Going into queer_hack21 I had natural language processing on my mind. I am still fairly new to NLP (I just added Linguistics as a minor to my CS major maybe a month ago), but I knew that's where I wanted to start. I followed the research wormhole down to natural language generation and decided to learn something new. In addition, I also wanted to incorporate my love for the arts, and so I ended up with the idea for a line-by-line story where one line is written by the user and then the next line is written by a natural language generator. To include the arts, I decided to use a famous author as the foundation for the model and in the end decided on Jane Austen!
What it does
This website is a line-by-line story generator where the user supplies every other line of the story. The other lines are supplied by an AI Jane Austen. This Jane Austen will use the text that you wrote as a basis for her next line!
How we built it
I built an N-gram model which basically uses word pairs next to each other to predict the next word. By applying this prediction model at the very end of a text, I can continuously generate new words and end up with an entire sentence. Specifically, I used a 3-gram (aka trigram) which uses the frequency distribution of 3 adjacent words. My model uses the previous two words to probabilistically generate the next word based on its training on 3 Jane Austen corpora. The 3 Jane Austen texts I analyzed were 'Sense and Sensibility', 'Persuasion', and 'Emma'. In order to use your input to continue the story, the beginning of AI Jane Austen's line is based on the last few words of your input.
Challenges we ran into
Asides from trying to learn a lot of new tools, the biggest challenge was data! I need a lot of data to make a better model and just working with such large amounts of data can be a hassle. I used 3 corpora of Jane Austen books. I was using the Gutenberg corpus supplied with NLTK as the foundation for my data. Initially, I started this whole project based on Shakespeare but after I had built the N-gram model of Shakespeare, the words were too obscure and there was not enough data (only about 80,000 word pairs). I was not pleased with the result and changed gears to look into other corpora which brought me to Jane Austen. The N-gram model for Jane Austen had a lot more data to work with (I got about 350,000 word pairs) and English felt more natural than Shakespeare meaning that a user would have an easier time making lines that looked similar to the n-gram models. Along with lots of data means you probably want to filter out some data which I tried and succeeded mostly. For my model, punctuation was counted as a separate word meaning it would distort the word pairs frequency distribution so I tried to just filter out almost all of the punctuation. In addition to punctuation, uppercase laters were falsely adding new word pairs so I just removed all uppercase letters from the data.

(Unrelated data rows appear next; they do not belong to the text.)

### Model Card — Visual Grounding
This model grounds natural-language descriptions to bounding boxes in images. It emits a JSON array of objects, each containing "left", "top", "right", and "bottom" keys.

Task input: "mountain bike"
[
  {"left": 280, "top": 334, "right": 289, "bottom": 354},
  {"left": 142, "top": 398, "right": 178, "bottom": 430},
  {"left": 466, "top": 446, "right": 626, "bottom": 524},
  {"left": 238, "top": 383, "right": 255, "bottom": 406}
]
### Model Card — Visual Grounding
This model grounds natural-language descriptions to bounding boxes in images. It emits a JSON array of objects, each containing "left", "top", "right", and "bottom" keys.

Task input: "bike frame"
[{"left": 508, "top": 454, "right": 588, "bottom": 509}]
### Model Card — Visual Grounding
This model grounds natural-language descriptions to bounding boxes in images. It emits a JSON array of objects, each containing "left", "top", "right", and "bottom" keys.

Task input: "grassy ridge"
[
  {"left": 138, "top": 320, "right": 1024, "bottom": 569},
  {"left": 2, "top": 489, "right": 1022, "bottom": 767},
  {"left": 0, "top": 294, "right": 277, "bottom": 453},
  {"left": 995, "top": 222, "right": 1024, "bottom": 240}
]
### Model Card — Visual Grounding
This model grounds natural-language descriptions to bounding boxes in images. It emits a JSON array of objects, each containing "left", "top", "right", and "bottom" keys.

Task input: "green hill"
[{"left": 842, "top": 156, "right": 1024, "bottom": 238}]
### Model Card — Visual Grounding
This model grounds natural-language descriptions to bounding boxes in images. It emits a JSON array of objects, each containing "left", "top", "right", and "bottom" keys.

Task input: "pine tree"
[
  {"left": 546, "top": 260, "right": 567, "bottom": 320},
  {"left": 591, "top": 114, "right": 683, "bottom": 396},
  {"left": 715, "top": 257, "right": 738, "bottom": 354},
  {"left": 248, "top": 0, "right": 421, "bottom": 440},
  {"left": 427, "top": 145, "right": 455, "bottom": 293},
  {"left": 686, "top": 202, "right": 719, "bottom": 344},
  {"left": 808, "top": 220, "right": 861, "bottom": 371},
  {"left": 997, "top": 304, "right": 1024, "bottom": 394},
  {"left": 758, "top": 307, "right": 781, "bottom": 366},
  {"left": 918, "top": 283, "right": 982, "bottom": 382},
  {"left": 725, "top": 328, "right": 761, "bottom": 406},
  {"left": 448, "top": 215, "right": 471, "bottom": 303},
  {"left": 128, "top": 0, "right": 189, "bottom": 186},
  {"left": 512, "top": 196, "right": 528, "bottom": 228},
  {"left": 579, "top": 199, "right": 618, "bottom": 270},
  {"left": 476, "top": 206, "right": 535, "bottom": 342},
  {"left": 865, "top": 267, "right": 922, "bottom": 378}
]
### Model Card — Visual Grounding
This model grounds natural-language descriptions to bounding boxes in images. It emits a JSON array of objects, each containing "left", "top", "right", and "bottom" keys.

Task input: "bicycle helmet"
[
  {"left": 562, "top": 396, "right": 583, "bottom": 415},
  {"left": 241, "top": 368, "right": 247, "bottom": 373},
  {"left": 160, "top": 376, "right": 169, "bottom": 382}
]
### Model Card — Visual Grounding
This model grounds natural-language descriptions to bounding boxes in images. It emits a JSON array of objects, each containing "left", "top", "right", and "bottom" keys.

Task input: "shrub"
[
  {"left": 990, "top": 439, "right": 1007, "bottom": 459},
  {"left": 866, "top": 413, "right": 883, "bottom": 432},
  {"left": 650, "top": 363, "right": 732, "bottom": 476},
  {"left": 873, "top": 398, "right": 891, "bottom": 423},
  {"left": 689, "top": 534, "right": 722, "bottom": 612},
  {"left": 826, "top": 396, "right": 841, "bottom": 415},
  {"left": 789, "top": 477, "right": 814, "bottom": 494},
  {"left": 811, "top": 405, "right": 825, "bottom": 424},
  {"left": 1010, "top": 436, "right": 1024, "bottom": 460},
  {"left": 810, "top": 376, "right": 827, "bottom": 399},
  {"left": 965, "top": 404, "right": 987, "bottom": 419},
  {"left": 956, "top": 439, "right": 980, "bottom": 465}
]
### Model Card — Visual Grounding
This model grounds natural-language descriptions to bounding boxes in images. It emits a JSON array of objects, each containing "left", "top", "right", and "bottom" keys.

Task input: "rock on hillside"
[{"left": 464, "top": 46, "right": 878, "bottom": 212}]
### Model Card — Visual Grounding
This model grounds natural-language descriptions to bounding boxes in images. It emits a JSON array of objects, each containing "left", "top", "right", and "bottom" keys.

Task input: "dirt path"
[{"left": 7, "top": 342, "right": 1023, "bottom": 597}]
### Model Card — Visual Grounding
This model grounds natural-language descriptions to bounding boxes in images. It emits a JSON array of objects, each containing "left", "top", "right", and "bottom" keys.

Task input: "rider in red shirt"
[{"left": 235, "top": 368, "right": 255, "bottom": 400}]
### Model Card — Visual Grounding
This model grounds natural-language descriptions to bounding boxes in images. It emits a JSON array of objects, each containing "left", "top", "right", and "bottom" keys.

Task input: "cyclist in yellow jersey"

Accomplishments that we're proud of
I'm so proud of how much I learned just from this weekend. I have never done natural language generation, I never worked with JSON files before, I even worked a decent amount in python which is definitely still in the process of learning, and now I have a project!
What we learned
What's next for Jane Austen and Me
I was so excited to use the web speech API that there was a workshop on it, but I was working on other aspects of the project and didn't get to incorporate it in yet. It would be the very next thing I do! The idea behind it would be to allow users to speak lines rather than type them in and the API can read off each line as the story is written. Lindsay was super helpful with demonstrating the web specch API and with one more day I think I can incorporate it in. In addition, there is always room for improvement with the natural language generation model such as possibly using a 4-gram or 5-gram models.